L'impossible est la catégorie par excellence du nihilisme; le changement impossible connote adéquatement l'utilisation creuse et illusoire des suffixes post et néo. La négativité contient dans son processus son dépassement inéluctable par le changement - étranger. Le changement est entendu négativement (donc incompris, dénaturé) par l'observateur immanentiste. Le changement est l'Arlésienne incomprise de toute expression nihiliste : changer, c'est aller à l'encontre du même, dont le néant est l'incarnation impossible et tragique. Raison pour laquelle un immanentiste rigoureux (paradoxe) est un conservateur forcené et intransigeant - à l'image de Schopenhauer ou de son disciple Rosset à notre époque d'immanentisme en phase de changement.

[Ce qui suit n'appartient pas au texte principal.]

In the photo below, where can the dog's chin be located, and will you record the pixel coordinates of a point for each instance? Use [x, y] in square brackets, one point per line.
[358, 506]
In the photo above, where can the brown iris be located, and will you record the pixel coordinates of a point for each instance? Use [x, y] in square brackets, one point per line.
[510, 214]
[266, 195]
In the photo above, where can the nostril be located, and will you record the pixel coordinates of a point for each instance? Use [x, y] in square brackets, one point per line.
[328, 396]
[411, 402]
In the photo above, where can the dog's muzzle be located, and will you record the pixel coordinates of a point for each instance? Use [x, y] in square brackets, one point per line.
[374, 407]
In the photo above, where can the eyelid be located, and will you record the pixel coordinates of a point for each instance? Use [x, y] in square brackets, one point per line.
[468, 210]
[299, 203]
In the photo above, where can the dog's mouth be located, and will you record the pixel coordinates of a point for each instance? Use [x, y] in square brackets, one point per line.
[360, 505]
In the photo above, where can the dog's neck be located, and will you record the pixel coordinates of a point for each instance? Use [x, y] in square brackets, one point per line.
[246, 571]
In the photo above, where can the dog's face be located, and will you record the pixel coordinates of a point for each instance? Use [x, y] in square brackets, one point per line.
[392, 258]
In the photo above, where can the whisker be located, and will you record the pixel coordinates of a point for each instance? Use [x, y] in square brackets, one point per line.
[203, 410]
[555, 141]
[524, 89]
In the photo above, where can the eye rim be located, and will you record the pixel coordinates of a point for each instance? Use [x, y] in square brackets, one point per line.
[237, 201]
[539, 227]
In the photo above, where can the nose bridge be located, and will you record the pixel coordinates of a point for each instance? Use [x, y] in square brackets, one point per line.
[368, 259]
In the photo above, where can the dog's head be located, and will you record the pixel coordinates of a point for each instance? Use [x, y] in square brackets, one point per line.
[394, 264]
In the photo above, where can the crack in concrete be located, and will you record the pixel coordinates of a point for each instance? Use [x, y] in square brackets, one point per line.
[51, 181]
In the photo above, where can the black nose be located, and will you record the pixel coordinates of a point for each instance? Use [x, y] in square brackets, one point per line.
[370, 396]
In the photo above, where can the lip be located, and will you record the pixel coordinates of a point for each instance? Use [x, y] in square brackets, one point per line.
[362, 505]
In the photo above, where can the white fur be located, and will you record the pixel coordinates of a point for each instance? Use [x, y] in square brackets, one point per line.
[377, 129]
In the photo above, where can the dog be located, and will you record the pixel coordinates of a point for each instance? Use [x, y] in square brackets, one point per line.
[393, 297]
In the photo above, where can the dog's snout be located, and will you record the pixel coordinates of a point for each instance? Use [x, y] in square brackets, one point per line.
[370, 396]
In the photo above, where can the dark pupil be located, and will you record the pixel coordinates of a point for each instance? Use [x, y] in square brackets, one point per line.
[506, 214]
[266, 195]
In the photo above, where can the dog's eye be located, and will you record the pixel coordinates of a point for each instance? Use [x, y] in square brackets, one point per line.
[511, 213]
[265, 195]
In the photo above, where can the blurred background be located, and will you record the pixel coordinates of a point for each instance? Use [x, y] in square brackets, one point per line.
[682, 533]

Pour le dire d'une traite (langagière), l'immanentisme est programmé pour disparaître. Nous nous trouvons à l'époque de cette disparition forcément bouleversante (le bouleversement est changement). En tant qu'expression de négativité pure, l'immanentisme ne pouvait que disparaître. L'immanentisme est une transition vers de nouveaux horizons (que j'ai baptisés néanthéisme). Dans ce renouveau, qui est une renaissance historique non linéaire quoique répétitive, la reconnaissance par le langage de ce qu'est l'immanentisme (une transition vouée à la crise) montre aussi que le verbe contient sa propre créativité, soit son propre changement : non dans la négativité, mais dans la positivité entendue comme diminution.